I have a ssd boot drive too so I am very aware of any slowdowns in boot time, particularly for some reason when I see the booting "pinwheel" taking more revolutions than it usually does. In my case the average number of revolutions is about 3 (and I think it's about one revolution per second). So this weekend, when I installed the drivers for a Sonnet E2P eSata card I just got from OWC (and coincidentally as a replacement for a NewerTech MaxPower 6G PCIe card I returned) I was not happy about a 4x slowdown (12 revolutions of the "pinwheel").

I removed the installation and was surprised that I continued to have the longer boot time. I also had removed the card too. This got me curious. To make a long(er) story short, after some experimentation, I discovered that simply the process of installing the kext was the cause of my slowdown. It's related to how the system caches kext's.

It's interesting that the Sonnet installer tried to address the kext installation's cache effect in their installer (in the preflight script which is part of the package installer) but the instruction to handle it was commented out.
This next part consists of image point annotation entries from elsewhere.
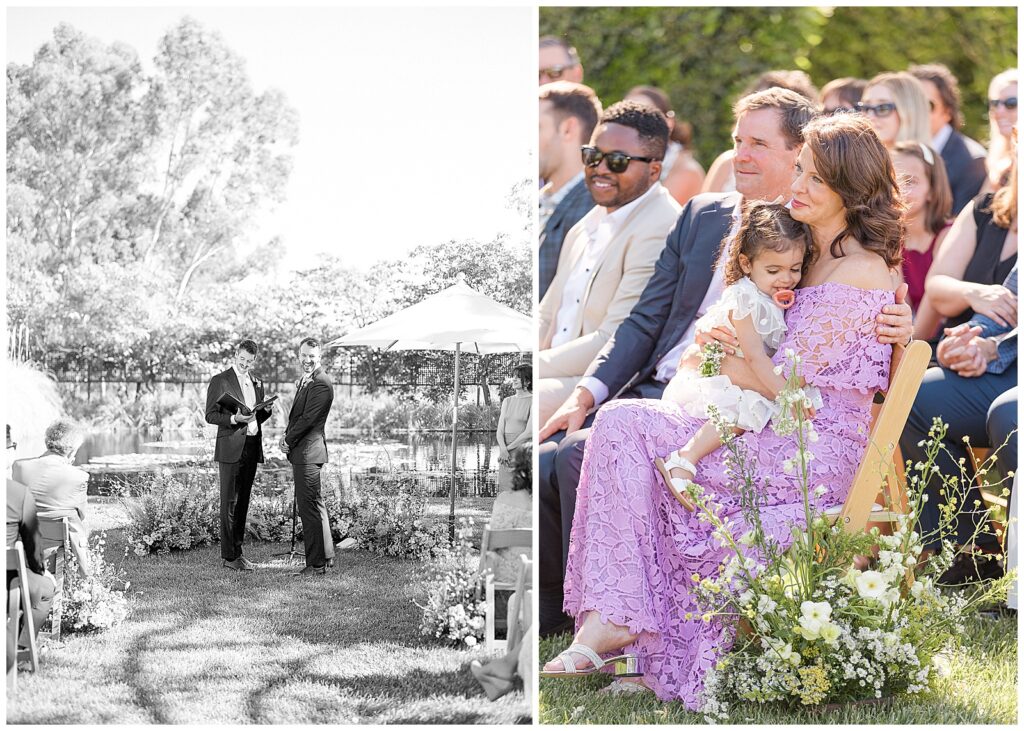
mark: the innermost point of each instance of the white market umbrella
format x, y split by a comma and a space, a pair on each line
448, 320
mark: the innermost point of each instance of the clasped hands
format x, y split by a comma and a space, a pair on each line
965, 352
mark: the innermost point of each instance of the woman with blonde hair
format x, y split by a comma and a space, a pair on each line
897, 108
1001, 118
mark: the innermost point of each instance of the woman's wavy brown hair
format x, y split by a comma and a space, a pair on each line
852, 161
766, 226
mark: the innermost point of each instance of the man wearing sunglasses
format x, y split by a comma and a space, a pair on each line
559, 61
567, 117
609, 255
964, 158
644, 351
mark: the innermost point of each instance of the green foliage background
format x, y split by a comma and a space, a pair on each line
704, 56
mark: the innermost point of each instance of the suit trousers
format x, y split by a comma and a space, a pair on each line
972, 407
559, 460
236, 488
309, 504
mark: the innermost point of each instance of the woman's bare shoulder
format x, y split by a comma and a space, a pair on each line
863, 269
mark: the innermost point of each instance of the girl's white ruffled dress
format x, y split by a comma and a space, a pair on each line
748, 410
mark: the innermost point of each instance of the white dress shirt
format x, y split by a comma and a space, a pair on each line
599, 228
249, 396
668, 366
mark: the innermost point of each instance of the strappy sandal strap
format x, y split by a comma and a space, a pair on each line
580, 649
674, 460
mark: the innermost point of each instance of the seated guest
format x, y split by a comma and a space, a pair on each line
926, 190
681, 173
609, 255
58, 488
1001, 118
974, 390
977, 255
567, 118
721, 176
23, 525
842, 95
964, 158
897, 108
512, 510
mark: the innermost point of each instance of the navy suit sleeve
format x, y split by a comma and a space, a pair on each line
635, 339
317, 404
215, 414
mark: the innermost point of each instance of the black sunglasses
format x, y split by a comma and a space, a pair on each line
883, 110
616, 162
1010, 102
555, 72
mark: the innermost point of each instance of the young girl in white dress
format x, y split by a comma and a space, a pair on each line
764, 263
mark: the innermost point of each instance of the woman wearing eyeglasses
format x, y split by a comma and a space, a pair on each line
897, 108
1001, 118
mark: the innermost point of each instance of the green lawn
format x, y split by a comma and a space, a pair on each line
981, 688
206, 645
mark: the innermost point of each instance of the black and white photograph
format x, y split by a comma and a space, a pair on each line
269, 367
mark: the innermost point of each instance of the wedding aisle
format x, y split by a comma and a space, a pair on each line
981, 688
205, 645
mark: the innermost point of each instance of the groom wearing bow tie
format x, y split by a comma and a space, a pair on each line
239, 448
305, 445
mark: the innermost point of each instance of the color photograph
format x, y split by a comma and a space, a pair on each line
777, 364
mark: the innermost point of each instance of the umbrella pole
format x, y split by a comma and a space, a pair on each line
455, 438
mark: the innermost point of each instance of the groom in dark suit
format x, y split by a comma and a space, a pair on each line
305, 445
239, 448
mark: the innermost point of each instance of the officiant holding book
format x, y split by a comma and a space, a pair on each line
235, 401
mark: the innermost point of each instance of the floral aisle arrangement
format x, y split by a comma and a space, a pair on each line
95, 602
835, 616
454, 610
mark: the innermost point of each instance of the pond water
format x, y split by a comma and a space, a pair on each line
423, 452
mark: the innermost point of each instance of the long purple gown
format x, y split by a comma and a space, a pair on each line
634, 548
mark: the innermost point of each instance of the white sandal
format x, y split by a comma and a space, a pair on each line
627, 665
677, 485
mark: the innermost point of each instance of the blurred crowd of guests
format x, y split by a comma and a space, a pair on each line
616, 178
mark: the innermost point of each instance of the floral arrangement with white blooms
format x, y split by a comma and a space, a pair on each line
454, 612
837, 616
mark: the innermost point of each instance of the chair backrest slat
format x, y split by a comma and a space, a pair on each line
877, 465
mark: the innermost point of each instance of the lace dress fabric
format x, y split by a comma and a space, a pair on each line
748, 410
633, 548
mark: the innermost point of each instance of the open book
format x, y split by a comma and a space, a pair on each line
233, 405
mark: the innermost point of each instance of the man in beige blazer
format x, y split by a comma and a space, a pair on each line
609, 255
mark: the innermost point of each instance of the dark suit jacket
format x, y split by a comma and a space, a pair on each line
567, 213
23, 523
670, 301
231, 437
304, 435
965, 161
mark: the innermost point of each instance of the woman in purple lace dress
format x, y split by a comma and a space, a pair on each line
634, 548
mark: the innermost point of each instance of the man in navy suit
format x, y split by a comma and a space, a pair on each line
239, 448
568, 115
305, 444
964, 158
644, 351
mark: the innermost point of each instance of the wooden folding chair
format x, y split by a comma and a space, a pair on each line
878, 471
18, 609
493, 541
56, 529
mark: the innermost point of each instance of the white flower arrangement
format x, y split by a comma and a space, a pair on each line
808, 627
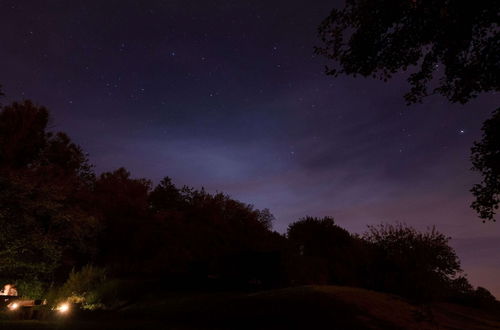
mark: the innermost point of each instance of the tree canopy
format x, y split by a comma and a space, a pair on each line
450, 48
486, 160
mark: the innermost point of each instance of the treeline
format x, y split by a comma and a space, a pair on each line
57, 217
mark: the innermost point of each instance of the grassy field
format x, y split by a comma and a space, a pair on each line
309, 307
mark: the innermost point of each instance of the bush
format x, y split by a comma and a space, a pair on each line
82, 287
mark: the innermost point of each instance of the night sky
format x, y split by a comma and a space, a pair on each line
229, 96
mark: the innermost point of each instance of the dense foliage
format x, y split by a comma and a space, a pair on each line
451, 48
486, 160
107, 236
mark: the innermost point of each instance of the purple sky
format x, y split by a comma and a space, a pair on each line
228, 95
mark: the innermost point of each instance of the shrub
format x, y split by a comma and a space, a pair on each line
81, 287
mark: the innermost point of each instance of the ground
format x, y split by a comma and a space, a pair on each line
308, 307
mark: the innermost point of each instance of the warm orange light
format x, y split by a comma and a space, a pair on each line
13, 306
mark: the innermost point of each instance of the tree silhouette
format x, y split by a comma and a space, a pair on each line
486, 160
45, 180
414, 264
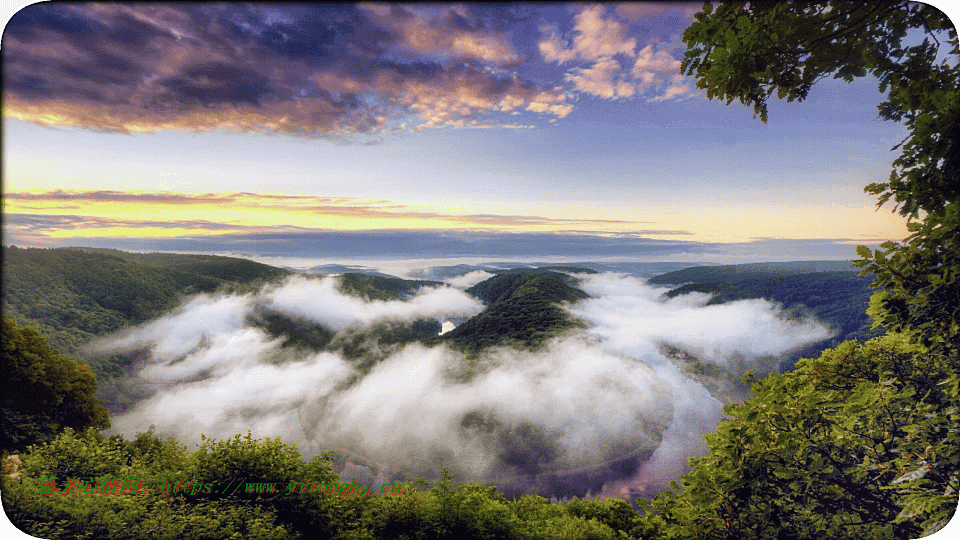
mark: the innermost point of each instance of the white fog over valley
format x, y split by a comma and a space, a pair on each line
596, 406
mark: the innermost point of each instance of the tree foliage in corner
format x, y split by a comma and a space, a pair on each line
864, 441
748, 52
42, 391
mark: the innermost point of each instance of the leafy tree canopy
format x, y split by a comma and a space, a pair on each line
749, 51
42, 391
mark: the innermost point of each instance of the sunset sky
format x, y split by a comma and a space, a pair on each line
526, 131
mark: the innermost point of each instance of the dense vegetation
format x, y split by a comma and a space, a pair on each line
522, 310
41, 391
861, 442
75, 294
421, 511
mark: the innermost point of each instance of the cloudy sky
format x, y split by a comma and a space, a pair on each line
419, 131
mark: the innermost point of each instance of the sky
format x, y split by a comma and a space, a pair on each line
352, 132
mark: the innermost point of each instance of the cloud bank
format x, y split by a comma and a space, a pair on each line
342, 72
603, 409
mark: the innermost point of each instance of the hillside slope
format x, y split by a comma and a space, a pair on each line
522, 310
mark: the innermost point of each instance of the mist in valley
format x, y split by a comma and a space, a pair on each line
614, 407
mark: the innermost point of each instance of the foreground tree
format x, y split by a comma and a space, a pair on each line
865, 441
749, 51
825, 451
42, 391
And there is no such attempt in the MaxPower 6G installer (I saved the installer for some reason).

So all of the above was just to give the context of how I cured my boot time problem (I got my 3-revolution "pinwheel" again) and a possible suggestion on how to remove the slowdown after installing these eSata drivers.

In Terminal execute the following command:

sudo kextcache -e

You will get a prompt for the administrator password (from sudo) and the kextcache -e will start executing. This command may take a minute or two (I'm guessing that's why it was removed from the E2P installer) and a few messages may be displayed.

Next reboot. This reboot will take longer and that is expected since the kext caches are being fixed (rebuilt I think).

All following reboots should now be "normal" and hopefully back to your original boot speed (in my case the 3-revolution "pinwheel").

Now I am not saying this is guaranteed to address the boot slowdowns mentioned in this thread. I'm only describing my situation. But it can't hurt to give it a try. And if anyone does please report back whether it fixed the problem.

Running
sudo touch /System/Library/Extensions/
also forces their updating with slightly less risk than using kextcache.
 
Why would you expect kext cache, which is set as 'root', be changed to anything else? The installer wouldn't change any permissions to anything other than root either.


Just a habit. Trying to make sure I don't have some other problem that may hang something, but like you say probably doesn't matter. I ran your script to get rid of any old pcie card cache I may have had after removal of the atto card for the heck for it, rebooted and everything was fine. 3 rotations like you said.
 
Just to chime back in here about the repair permissions thing. I rarely ever do that and in the forced-cache rebuilding process I described I didn't do it then either. There are situations, I suppose, where some permissions could go so far south that it might slow the system down but I don't recall any case in recent history in my systems. As for installers screwing up permissions I can say "yes", there are poorly written installers out there that do screw up permissions of selected items. But I haven't seen too many of them in recent years and it's certainly not the case with these driver installers.